Hudson founded synthetic DNA-maker Research Genetics in 1987, which grew to be the state's largest biotechnology company before Invitrogen bought it for $126 million in stock in 2000 and closed the Huntsville labs last April.
Since Hudson sold the company, several fledgling biotech companies started by former Research Genetics employees have begun to flourish here. Seitz, of Applied Genomics, and Pollock, of Open Biosystems, were former Research Genetics scientists, and the two have hired dozens of their former co-workers. Hudson is an investor in Applied Genomics, but hasn't been allowed to talk to Seitz about business in the past year because of a noncompete contract he signed when Invitrogen bought Research Genetics. He has no stake at all, besides goodwill for his friend Pollock, in Open Biosystems.
"It's been very good for them," Hudson said. "They were kicked out of the nest and had to grow on their own. I feel very proud of my employees and what they've done."

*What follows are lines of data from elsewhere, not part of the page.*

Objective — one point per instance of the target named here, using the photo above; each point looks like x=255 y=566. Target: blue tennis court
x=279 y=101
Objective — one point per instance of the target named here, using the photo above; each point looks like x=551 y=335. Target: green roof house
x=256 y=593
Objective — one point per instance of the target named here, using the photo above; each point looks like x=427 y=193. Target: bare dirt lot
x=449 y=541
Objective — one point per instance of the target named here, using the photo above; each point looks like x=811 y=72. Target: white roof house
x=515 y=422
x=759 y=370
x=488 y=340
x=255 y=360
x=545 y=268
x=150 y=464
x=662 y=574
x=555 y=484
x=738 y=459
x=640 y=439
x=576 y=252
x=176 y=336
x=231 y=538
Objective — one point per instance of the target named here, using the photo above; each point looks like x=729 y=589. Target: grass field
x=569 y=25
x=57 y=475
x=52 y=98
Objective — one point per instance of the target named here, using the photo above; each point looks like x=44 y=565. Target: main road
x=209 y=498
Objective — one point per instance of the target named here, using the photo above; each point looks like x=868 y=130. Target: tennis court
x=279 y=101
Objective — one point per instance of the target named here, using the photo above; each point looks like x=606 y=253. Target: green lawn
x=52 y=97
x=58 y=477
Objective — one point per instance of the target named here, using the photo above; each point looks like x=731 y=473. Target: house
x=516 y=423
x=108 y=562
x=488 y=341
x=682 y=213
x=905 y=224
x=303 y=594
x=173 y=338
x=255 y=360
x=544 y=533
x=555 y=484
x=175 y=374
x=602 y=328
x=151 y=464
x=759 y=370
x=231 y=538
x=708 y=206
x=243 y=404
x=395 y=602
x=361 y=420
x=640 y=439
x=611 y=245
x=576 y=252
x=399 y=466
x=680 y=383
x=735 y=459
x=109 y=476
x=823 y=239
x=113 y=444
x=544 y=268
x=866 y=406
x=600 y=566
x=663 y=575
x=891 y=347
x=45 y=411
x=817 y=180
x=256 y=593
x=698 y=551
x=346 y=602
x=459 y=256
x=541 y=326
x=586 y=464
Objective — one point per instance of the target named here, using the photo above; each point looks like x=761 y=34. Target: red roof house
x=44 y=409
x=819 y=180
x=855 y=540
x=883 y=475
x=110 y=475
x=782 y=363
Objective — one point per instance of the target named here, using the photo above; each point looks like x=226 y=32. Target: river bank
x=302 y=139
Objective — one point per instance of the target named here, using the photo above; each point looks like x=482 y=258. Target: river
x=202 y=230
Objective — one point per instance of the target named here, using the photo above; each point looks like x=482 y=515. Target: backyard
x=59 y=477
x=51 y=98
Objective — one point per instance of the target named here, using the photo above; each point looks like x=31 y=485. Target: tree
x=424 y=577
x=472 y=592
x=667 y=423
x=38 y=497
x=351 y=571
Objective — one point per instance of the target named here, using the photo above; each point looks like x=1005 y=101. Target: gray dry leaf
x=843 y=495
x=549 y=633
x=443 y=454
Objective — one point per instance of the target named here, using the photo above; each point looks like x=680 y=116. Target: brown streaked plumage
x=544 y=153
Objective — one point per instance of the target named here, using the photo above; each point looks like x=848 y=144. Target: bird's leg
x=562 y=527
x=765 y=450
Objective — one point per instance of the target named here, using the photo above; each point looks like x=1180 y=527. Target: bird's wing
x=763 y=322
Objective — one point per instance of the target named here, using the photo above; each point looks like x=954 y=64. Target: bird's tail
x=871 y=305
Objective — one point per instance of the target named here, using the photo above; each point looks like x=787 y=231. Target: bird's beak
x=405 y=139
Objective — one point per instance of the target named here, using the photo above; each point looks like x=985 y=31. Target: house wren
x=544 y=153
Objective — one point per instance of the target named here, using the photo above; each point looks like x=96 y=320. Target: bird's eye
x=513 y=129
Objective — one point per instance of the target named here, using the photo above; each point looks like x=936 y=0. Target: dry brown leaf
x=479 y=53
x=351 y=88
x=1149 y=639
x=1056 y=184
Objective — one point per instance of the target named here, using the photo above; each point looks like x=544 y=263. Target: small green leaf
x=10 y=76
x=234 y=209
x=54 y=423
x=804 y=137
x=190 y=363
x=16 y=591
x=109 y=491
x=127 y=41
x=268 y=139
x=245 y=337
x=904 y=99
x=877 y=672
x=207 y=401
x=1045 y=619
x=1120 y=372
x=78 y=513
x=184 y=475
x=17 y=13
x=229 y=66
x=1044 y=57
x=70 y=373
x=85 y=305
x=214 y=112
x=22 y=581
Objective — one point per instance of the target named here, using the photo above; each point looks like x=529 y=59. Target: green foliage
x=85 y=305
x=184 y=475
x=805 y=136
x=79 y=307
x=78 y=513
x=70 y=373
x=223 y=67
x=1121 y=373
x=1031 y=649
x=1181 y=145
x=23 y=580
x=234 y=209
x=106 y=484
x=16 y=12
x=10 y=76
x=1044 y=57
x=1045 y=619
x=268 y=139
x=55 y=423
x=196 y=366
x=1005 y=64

Hudson's noncompete contract expired in February, but he doesn't plan to get back into the biotechnology field any time soon.
"I can't rule it out, but I don't have any immediate plans to get back in it," said Hudson, who has busied himself with downtown redevelopment. His company, CityScapes, has opened three Huntsville restaurants and renovated the historic Terry Hutchens Building on Clinton Avenue for loft apartments and retail space.
Plans for a larger development of restaurants and entertainment centers, called Electric Avenue, fell through when CityScapes failed to get federal tax credits to help pay for the project.